İttifaktan HDP yetkili
İstanbul Büyükşehir Belediye Başkan adaylığı için CHP ile ittifak iddialarını açıklık getiren Demirtaş, şöyle konuştu: “HDP’nin seçimlere gireceği yerlerde HDP yönetimi tümüyle bu ittifak çalışmalarında, seçim çalışmalarında yetkilidir. Dolayısıyla BDP olarak bizim doğrudan söz söylememiz, işleyişimize, aramızdaki ilişkiye de aykırı olur. BDP’nin bir yaklaşımı var. Özellikle Türkiye’nin metropol kentlerinde HDP iyi bir örgütlenme ve çalışmayla büyük bir oy potansiyelini ortaya çıkarabilir. Bu kazanımın başarıya dönüşebilmesi için bazı illerde ve ilçelerde ilkeli ittifaklara açık olması gerektiğini düşünüyoruz. Ama bu saate kadar HDP ile CHP ya da başka bir parti arasında resmi ya da gayri resmi bir ittifak görüşmesi olduğunu söyleyemeyiz. Tartışmalar oluyor, biz de izliyoruz. HDP zaten eşbaşkanları aracılığıyla ilkeli, şeffaf ve açık ittifak ve işbirliğine kapalı olmadıklarını belirtti. Dolayısıyla bu tür görüşmeler önümüzdeki günlerde olabilir, ihtimal dahilindedir. Bu böyle gizli kapalı kapılar ardında yapılacak işler değil. Olacaksa ilkeler düzeyinde belirlemeler yapılır. Halkın kamuoyunun karşısında çıkılarak, hangi temelde nereler için ittifak yapıldığı halkla paylaşılır.”
DİHA/AMED
AKP organizasyonu
Demirtaş, önceki gün ise CNN Türk’te Ahmet Hakan’ın sorularını yanıtladı.

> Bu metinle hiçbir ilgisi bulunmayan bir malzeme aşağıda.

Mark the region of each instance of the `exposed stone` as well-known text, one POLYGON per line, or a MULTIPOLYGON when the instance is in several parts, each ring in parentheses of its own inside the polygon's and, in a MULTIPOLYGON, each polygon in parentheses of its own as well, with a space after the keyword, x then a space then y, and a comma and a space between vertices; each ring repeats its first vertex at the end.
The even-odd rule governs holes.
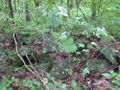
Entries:
POLYGON ((115 58, 115 48, 110 47, 107 49, 102 49, 101 53, 111 64, 117 63, 117 60, 115 58))
POLYGON ((90 70, 102 70, 111 66, 111 63, 106 59, 89 59, 86 65, 90 70))
POLYGON ((54 76, 56 79, 65 80, 69 77, 67 69, 70 69, 69 60, 64 60, 59 62, 58 64, 54 65, 50 74, 54 76))

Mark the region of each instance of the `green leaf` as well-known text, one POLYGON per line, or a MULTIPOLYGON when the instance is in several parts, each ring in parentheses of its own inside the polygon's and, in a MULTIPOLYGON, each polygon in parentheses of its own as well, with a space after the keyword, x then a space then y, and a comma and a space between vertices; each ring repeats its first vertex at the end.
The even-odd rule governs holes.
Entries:
POLYGON ((72 87, 75 88, 77 86, 77 82, 75 80, 72 80, 72 87))
POLYGON ((94 49, 94 47, 92 45, 90 45, 90 44, 88 45, 88 48, 89 49, 94 49))
POLYGON ((49 88, 54 88, 53 83, 47 83, 47 86, 48 86, 49 88))
POLYGON ((79 55, 81 54, 81 52, 76 52, 76 53, 79 54, 79 55))
POLYGON ((82 48, 85 47, 85 44, 83 44, 83 43, 79 43, 78 45, 79 45, 79 47, 82 47, 82 48))
POLYGON ((57 9, 54 7, 51 11, 48 12, 47 25, 48 27, 57 27, 63 24, 62 16, 57 15, 57 9))
POLYGON ((85 68, 82 73, 83 78, 85 77, 86 74, 89 74, 89 73, 90 73, 89 68, 85 68))
POLYGON ((37 81, 34 81, 34 84, 37 85, 37 86, 40 86, 41 83, 40 82, 37 82, 37 81))
POLYGON ((64 89, 64 90, 67 90, 65 84, 62 84, 61 88, 64 89))
POLYGON ((117 85, 120 85, 120 80, 113 80, 112 82, 117 84, 117 85))
POLYGON ((89 50, 87 50, 87 49, 83 49, 82 51, 86 52, 86 53, 89 53, 89 50))
POLYGON ((110 71, 110 74, 111 74, 112 76, 118 75, 118 73, 114 72, 113 70, 110 71))
POLYGON ((109 73, 103 73, 102 75, 105 76, 108 79, 112 78, 112 75, 109 74, 109 73))
POLYGON ((27 1, 27 3, 29 4, 30 8, 35 8, 35 4, 32 0, 27 1))
POLYGON ((64 42, 65 45, 71 45, 71 44, 73 44, 73 43, 74 43, 73 38, 68 38, 68 39, 65 40, 65 42, 64 42))
POLYGON ((75 44, 65 45, 63 48, 67 53, 75 52, 77 50, 77 46, 75 46, 75 44))

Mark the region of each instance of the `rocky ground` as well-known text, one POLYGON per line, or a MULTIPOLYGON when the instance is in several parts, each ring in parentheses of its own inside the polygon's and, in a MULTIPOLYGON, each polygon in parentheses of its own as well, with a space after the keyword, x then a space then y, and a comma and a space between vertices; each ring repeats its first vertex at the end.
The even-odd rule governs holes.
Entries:
MULTIPOLYGON (((106 47, 105 45, 100 44, 99 40, 97 39, 94 39, 93 41, 91 41, 85 36, 83 37, 74 36, 74 37, 75 37, 75 42, 84 39, 84 40, 88 40, 89 43, 94 41, 100 48, 106 47)), ((109 61, 110 64, 108 65, 108 62, 106 62, 108 66, 102 69, 99 69, 100 68, 99 64, 96 67, 92 67, 93 63, 101 63, 101 64, 105 63, 105 61, 101 62, 103 60, 103 58, 101 58, 102 56, 97 58, 97 59, 102 59, 101 61, 98 60, 100 62, 93 60, 93 58, 98 57, 98 55, 100 54, 99 50, 89 49, 90 52, 88 55, 86 55, 85 53, 82 53, 81 55, 77 55, 76 53, 67 54, 64 51, 63 52, 50 52, 47 54, 43 54, 42 53, 42 40, 40 38, 37 39, 34 45, 26 44, 25 46, 33 52, 33 55, 38 55, 39 60, 37 64, 35 63, 35 61, 33 62, 33 64, 35 64, 34 66, 37 69, 37 71, 40 74, 42 74, 41 68, 42 70, 48 71, 52 76, 57 78, 57 82, 65 83, 68 89, 70 88, 73 89, 71 86, 71 83, 72 83, 72 80, 75 80, 77 83, 82 84, 80 86, 82 90, 111 90, 108 88, 108 85, 111 83, 111 79, 106 79, 104 76, 101 75, 101 73, 112 70, 114 67, 114 62, 112 64, 111 59, 109 59, 106 55, 104 55, 105 57, 104 59, 110 60, 109 61), (72 61, 73 57, 85 58, 85 60, 82 60, 82 61, 77 60, 73 62, 72 61), (49 63, 50 60, 52 59, 53 59, 52 63, 49 63), (88 61, 90 60, 90 63, 91 61, 95 61, 95 62, 92 62, 92 66, 90 64, 88 65, 90 68, 90 73, 86 74, 83 78, 83 70, 85 68, 87 60, 88 61), (67 72, 65 69, 68 69, 69 72, 67 72), (83 85, 85 85, 87 88, 85 88, 85 86, 83 85)), ((120 45, 118 42, 116 42, 114 46, 115 46, 114 47, 115 53, 117 57, 119 58, 120 45)), ((22 69, 19 69, 19 70, 15 70, 17 66, 14 66, 14 67, 11 66, 14 62, 11 62, 10 60, 13 59, 14 56, 12 56, 13 54, 10 55, 11 53, 9 53, 9 51, 16 52, 15 44, 11 36, 4 35, 0 37, 0 48, 1 48, 0 68, 2 68, 0 69, 0 80, 2 80, 4 76, 7 76, 8 78, 10 76, 14 76, 15 78, 18 78, 19 83, 17 85, 13 85, 11 83, 9 86, 9 87, 12 87, 14 90, 19 90, 22 81, 26 77, 28 77, 30 80, 36 80, 35 76, 31 72, 29 72, 25 67, 22 67, 22 64, 19 66, 19 68, 22 67, 22 69), (9 57, 6 58, 6 56, 9 56, 9 57)), ((87 49, 87 44, 85 48, 87 49)), ((111 55, 111 57, 113 57, 111 53, 109 53, 108 55, 111 55)), ((44 77, 47 77, 47 76, 44 75, 44 77)), ((30 90, 30 88, 26 87, 26 90, 30 90)))

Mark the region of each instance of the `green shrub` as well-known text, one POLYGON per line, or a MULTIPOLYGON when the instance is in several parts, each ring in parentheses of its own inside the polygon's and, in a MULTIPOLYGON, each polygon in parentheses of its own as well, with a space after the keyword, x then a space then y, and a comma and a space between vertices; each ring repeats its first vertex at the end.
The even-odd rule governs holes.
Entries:
POLYGON ((112 79, 112 83, 109 85, 109 88, 111 88, 112 90, 120 89, 120 74, 112 70, 109 73, 104 73, 102 75, 108 79, 112 79))

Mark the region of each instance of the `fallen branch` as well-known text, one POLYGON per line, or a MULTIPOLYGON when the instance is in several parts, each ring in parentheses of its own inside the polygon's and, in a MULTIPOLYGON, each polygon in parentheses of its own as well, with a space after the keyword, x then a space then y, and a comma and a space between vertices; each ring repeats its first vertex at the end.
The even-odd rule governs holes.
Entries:
MULTIPOLYGON (((32 68, 35 70, 35 72, 27 66, 27 64, 25 63, 24 59, 23 59, 22 56, 19 54, 18 43, 17 43, 17 40, 16 40, 15 35, 16 35, 16 31, 13 33, 13 39, 14 39, 14 42, 15 42, 15 48, 16 48, 16 53, 17 53, 18 57, 20 58, 20 60, 21 60, 21 61, 23 62, 23 64, 25 65, 26 69, 28 69, 37 79, 40 80, 40 82, 43 84, 43 86, 45 87, 46 90, 49 90, 48 86, 46 85, 46 82, 42 79, 42 77, 39 75, 39 73, 37 72, 37 70, 33 67, 33 65, 32 65, 29 57, 27 56, 27 54, 26 54, 26 57, 27 57, 30 65, 32 65, 32 68)), ((23 48, 23 50, 24 50, 24 48, 23 48)), ((24 50, 24 52, 25 52, 25 50, 24 50)))

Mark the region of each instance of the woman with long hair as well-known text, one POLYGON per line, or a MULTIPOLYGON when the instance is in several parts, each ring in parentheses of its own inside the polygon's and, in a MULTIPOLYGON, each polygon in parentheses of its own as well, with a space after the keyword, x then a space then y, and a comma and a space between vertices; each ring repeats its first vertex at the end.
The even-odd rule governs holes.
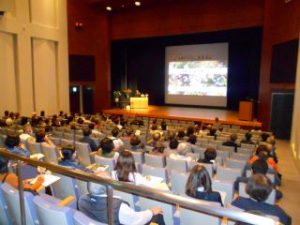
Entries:
POLYGON ((223 206, 220 193, 213 191, 211 188, 211 179, 204 166, 195 165, 192 168, 185 190, 190 197, 219 202, 223 206))

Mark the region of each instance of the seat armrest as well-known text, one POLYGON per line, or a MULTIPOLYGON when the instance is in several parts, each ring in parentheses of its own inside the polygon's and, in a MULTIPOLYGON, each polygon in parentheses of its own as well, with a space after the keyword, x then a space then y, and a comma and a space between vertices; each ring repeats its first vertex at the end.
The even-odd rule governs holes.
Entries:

Gündemdeki gelişmelere ilişkin önemli açıklamalarda bulunan Demirtaş, “Erdoğan ve Barzani’nin Amed ziyaretine ilişkin neden net tavır almadınız” sorusuna şu yanıtı verdi: “Bu ziyaret BDP’nin dahil olduğu bir organizasyon değildi. Kamuoyu beklentisi sonucu programda revizyona gidildi. Kürtler arası tansiyonunun yükselmemesi için olgun davranmaya çalıştık. Hükümet, Kürtler arası gerginliği tırmandırma zemini aradı. Biz buna gelmedik. Barzani’nin gecikmiş buluşması Güney Kürdistan adına bir kazanımdır.”
‘Erdoğan’a güvenmiyoruz’
Türk Başbakan Erdoğan’ın genel af çıkışına ilişkin ise Demirtaş, şu değerlendirmeyi yaptı: “Salı günü Erdoğan bu konuda ‘ben hayalimi söyledim’ dedi. Başbakan’ın işi hayal kurmak değildir. Diyarbakır’da söyledikten sonra grup toplantısında farklı demeç verdi. Söylemini değiştirdi. Bir çok insan Başbakan’a güvenebilir ama biz Erdoğan’a güvenmiyoruz. Diyarbakır’da verilen mesajlar grup toplantısında ete kemiğe bürünse buna saygı duyarız.”
Rojava faktörü
Demirtaş, Amed buluşmasının zamanlamasına ilişkin de şu noktaların altını çizdi: “Türkiye, Kürt ve Kürdistan gerçeğini artık kabul edelim noktasında. Türkiye Kürt gerçeğinden korkmamalı. Bu ziyaretin iki önemli sebebi var. Rojava’da bugün fiili bir durum söz konusu. Türkiye bu duruma tepkili. Kürdistan petrolü de ayrı bir gerçek. Biz Barzani ile ilişki kurulmasına hiç karşı olmadık. Rojava, Türkiye için neden tehdit? İlişki Rojava Kürdistanı ile de kurulabilir. Başbakan biz orada oldu bittiye izin vermeyiz diyor. Orası Türkiye’nin toprak parçası mı? Orası gecekondu mu? Barzani ve Türkiye’nin bu tepkisi Diyarbakır’da buluştu. Başbakan, çözüm süreci yolunda umutları yeşertirken neden Rojava’ya tepki gösteriliyor? Rojava’daki oluşumun içerisinde bir tek Kürt partisi yok. Rojava’da 3 milyon Kürt neden hükümet için tehdit oluşturuyor? KDP dışında oradaki oluşumdan rahatsız olan parti yok.”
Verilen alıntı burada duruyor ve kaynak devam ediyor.